Baldan ignored him, and Rick saw that the Sentinels weren't all of a single mind. "Eventually, after Geruda and Spheris are freed, we'll have certain knowledge we require to free Haydon IV-and then we'll be ready for the campaign to liberate Peryton. In the course of this war, we will battle the Invid, of course-perhaps we will even defeat them.

"But if not, our united planets will hunt down the Regent, and force him to surrender or die."

While the Plenipotentiary Council withdrew to discuss the Sentinels' request, Lisa, Rick, and a few others were offered a tour of the peculiar spacecraft.

Poor Lang seemed torn in two, as his determination to sway the council fought against his passionate desire to examine the ship. As it turned out, though, there was something much more immediate to worry about.

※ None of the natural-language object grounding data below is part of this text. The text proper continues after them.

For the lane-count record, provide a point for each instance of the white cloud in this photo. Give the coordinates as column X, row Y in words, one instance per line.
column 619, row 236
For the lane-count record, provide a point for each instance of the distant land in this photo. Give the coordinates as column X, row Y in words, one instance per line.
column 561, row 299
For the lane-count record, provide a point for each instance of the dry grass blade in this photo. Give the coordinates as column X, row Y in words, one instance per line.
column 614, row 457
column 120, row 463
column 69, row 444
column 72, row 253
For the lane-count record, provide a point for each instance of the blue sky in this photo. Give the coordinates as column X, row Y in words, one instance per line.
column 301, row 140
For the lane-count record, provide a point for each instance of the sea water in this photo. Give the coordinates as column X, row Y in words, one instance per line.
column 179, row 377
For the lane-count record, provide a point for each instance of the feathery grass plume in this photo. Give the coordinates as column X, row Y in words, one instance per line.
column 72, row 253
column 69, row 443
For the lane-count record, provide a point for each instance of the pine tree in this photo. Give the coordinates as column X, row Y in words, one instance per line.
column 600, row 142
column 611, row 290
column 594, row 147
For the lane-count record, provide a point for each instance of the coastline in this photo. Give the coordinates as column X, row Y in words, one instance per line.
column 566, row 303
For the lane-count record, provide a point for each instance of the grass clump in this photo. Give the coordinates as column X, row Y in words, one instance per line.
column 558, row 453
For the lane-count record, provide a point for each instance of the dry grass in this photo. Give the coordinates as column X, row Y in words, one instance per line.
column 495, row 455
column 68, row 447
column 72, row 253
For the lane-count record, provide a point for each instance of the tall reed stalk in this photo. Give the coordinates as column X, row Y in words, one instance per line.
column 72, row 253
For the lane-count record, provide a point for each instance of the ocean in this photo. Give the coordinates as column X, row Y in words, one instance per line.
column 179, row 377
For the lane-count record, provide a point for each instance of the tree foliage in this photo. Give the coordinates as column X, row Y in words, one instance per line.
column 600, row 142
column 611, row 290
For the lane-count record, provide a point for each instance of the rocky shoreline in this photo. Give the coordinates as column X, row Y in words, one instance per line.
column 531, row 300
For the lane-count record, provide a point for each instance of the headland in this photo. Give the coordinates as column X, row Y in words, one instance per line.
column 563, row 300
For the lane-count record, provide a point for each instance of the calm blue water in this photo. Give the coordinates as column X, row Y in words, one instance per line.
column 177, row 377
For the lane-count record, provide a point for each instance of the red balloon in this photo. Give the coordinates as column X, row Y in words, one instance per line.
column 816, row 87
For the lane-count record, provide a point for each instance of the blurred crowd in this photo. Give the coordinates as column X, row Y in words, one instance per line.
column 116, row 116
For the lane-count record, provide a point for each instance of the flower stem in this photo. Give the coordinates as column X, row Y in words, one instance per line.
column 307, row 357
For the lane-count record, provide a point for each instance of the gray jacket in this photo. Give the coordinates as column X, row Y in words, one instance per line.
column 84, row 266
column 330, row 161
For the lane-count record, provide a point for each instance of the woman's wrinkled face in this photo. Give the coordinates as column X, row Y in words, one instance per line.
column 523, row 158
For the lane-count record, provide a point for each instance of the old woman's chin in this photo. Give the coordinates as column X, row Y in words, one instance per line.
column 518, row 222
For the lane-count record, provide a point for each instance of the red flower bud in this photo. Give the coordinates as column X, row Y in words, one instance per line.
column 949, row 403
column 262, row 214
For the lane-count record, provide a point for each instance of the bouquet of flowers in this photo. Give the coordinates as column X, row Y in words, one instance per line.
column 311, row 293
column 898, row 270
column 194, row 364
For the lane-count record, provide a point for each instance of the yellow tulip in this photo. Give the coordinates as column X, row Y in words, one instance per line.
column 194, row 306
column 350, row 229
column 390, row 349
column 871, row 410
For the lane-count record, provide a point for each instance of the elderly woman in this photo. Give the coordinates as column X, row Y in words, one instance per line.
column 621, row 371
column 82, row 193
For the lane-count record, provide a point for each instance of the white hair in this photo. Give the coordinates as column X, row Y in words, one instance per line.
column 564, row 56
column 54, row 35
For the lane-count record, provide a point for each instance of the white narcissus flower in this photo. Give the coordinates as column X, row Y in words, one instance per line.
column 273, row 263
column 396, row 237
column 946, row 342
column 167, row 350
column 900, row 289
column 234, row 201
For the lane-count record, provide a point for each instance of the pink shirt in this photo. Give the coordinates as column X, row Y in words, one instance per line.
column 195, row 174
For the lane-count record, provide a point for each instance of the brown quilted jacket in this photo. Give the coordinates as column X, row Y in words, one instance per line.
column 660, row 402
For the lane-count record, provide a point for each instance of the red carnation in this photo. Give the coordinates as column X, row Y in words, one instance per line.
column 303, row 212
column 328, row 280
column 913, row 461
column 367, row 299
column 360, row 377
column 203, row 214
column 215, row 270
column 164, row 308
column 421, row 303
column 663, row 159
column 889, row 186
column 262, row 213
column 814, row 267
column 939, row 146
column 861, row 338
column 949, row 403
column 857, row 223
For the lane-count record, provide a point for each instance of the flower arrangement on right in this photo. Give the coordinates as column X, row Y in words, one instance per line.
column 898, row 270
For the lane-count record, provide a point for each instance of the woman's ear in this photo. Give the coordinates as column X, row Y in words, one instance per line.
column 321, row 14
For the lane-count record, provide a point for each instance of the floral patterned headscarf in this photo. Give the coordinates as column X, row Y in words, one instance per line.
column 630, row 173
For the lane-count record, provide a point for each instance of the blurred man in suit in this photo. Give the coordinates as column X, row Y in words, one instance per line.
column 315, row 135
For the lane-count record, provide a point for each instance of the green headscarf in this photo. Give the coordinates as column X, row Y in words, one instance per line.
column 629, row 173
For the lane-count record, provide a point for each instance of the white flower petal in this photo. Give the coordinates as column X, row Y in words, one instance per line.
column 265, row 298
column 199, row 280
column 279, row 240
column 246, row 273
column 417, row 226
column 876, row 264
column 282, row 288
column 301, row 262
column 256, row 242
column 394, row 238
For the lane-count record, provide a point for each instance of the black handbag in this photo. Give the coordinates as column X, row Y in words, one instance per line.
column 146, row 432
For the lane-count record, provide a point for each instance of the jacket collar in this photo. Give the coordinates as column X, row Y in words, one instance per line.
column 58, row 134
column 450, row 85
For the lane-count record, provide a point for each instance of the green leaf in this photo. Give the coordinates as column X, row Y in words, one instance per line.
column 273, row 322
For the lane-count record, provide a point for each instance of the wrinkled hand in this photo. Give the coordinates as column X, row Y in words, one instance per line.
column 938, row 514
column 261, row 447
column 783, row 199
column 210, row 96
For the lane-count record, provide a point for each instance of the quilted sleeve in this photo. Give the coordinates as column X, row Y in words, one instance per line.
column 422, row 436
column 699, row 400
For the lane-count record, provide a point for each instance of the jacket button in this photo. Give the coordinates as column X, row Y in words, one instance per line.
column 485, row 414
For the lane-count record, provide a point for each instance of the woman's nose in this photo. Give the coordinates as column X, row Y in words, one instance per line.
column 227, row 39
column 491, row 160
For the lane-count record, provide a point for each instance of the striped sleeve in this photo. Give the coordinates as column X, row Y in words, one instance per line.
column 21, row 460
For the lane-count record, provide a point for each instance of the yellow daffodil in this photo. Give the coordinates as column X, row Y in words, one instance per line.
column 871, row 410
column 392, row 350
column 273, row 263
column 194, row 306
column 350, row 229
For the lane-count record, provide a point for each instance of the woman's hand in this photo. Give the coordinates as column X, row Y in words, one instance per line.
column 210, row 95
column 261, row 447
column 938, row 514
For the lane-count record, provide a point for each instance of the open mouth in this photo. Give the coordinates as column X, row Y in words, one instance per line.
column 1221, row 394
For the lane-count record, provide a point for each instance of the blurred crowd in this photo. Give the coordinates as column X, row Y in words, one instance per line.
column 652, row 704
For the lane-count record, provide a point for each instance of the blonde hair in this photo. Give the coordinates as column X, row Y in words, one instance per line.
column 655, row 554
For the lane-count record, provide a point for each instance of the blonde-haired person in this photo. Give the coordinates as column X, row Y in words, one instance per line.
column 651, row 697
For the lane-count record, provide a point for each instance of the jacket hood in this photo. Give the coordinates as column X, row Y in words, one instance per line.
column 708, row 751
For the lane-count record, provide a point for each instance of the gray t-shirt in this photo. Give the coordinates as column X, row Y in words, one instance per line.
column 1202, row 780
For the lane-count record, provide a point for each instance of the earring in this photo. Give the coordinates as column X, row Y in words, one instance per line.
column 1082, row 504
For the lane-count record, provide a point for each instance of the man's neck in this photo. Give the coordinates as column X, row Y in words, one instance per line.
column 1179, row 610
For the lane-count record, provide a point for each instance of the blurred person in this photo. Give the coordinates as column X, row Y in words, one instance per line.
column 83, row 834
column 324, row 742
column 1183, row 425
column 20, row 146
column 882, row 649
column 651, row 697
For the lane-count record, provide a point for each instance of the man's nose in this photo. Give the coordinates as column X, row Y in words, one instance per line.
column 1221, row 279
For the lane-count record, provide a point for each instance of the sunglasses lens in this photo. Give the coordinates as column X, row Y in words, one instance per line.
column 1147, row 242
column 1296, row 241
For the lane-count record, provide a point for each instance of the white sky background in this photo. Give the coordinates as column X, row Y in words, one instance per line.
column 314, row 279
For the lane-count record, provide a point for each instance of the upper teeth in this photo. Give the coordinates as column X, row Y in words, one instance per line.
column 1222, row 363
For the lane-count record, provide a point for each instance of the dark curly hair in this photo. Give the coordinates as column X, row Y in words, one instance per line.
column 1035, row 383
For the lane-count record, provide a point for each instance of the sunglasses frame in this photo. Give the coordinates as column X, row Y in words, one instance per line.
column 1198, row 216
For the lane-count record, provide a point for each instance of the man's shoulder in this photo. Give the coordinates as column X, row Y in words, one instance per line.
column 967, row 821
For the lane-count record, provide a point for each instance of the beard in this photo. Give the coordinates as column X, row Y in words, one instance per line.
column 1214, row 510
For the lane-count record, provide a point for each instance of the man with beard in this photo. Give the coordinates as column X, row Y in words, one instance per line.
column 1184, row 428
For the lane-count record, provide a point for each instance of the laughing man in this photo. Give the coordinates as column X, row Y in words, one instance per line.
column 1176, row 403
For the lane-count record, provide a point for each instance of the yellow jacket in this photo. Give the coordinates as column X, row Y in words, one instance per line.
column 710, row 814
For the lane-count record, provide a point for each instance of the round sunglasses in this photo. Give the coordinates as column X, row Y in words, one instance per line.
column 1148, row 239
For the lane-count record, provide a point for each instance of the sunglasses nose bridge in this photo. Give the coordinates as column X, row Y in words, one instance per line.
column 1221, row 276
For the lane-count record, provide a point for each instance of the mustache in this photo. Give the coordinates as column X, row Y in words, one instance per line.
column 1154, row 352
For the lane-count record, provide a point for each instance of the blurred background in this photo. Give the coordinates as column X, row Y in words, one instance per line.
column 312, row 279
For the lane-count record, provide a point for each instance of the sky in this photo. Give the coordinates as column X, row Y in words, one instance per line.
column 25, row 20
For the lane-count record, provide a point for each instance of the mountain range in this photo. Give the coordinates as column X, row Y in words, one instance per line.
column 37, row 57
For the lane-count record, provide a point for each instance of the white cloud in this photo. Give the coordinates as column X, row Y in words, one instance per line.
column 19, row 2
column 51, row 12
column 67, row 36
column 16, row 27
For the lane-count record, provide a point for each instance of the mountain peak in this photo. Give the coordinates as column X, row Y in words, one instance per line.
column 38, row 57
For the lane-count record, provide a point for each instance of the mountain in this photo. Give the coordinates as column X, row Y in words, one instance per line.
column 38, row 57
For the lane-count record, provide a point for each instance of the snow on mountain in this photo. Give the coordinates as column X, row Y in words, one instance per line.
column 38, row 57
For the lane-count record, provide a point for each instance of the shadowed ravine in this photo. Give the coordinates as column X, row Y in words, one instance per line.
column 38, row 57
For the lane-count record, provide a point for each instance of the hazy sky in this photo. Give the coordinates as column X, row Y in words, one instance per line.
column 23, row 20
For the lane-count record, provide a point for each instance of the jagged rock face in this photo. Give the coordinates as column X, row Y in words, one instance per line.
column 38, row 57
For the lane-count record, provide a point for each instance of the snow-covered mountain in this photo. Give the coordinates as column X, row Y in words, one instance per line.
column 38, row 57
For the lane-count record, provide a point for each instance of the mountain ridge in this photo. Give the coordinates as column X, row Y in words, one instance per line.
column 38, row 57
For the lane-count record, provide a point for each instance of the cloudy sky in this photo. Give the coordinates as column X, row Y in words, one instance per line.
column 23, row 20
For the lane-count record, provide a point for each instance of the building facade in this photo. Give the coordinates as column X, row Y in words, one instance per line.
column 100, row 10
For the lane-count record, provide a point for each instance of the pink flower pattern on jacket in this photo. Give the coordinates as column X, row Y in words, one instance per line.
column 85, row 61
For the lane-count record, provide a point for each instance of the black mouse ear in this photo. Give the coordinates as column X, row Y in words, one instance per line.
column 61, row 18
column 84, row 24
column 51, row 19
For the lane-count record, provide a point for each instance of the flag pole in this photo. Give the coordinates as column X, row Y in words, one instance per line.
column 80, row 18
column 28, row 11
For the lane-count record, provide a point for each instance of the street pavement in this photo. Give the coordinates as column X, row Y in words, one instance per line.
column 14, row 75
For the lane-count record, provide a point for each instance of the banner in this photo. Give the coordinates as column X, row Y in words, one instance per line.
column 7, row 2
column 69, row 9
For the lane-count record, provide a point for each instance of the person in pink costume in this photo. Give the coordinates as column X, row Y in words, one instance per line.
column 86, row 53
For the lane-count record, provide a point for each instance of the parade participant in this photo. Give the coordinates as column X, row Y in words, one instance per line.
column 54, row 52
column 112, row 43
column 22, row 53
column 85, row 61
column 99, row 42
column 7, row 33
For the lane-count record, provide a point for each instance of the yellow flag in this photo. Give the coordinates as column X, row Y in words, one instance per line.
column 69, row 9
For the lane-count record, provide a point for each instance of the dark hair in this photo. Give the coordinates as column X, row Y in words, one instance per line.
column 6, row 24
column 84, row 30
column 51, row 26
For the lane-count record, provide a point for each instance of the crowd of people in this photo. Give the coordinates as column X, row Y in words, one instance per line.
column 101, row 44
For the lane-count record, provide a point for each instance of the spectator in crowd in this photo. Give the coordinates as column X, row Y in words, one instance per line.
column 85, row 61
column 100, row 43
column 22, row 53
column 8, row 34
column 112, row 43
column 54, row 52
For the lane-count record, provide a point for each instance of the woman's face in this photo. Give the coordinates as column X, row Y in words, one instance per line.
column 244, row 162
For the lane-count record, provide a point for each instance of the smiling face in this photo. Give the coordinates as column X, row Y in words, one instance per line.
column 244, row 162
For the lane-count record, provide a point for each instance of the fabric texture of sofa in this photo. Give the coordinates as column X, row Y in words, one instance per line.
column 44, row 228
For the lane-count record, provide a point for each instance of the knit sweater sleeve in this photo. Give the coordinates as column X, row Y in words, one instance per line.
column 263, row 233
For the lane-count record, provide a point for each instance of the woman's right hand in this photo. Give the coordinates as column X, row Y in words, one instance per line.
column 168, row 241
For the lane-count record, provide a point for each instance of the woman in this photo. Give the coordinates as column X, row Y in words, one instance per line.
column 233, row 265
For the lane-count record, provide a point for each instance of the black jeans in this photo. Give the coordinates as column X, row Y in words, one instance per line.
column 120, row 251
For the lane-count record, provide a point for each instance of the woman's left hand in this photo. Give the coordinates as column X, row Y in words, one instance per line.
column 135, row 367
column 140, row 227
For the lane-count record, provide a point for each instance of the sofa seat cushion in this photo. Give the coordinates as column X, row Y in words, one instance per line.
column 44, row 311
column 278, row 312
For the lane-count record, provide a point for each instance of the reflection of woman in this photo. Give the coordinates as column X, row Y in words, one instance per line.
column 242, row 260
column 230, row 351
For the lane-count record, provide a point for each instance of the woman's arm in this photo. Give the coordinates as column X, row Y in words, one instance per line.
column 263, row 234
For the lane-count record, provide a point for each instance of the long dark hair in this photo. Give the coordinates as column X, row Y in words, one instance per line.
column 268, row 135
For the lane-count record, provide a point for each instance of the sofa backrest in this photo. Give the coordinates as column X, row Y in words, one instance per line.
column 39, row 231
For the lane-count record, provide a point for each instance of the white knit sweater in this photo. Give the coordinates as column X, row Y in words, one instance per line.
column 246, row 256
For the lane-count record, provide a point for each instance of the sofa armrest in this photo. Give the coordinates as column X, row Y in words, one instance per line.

"Confirmed enemy spacecraft approaching on definite attack vector, I say again, definite attack vector," a loudspeaker announced. Sirens and warning whoopers were sounding. Humans and Zentraedi looked to the Sentinels suspiciously.

"It must be the Invid Pursuer," Burak grated.

"But we destroyed the Pursuer!" Baldan cried. "Our instruments confirmed it!"

"Then they were in error," Burak shot back. "We destroyed a decoy, perhaps."

"What's this all about?" Rick demanded. "What's a Pursuer?" Lisa was busy on a commo patch, making certain that the SDF-3 was at battle stations.

Exedor explained, "The Pursuer is a weapon the Invid used in the days when their empire was vast and powerful; I am surprised that there are any left."

"Perhaps this is the last," Lron grunted. "When we rebelled and took the ship, we destroyed its escort vessel, but not before it loosed its Pursuer at us. For two days we dodged and fought the Pursuer, and thought we'd obliterated it, but now it has found us once more."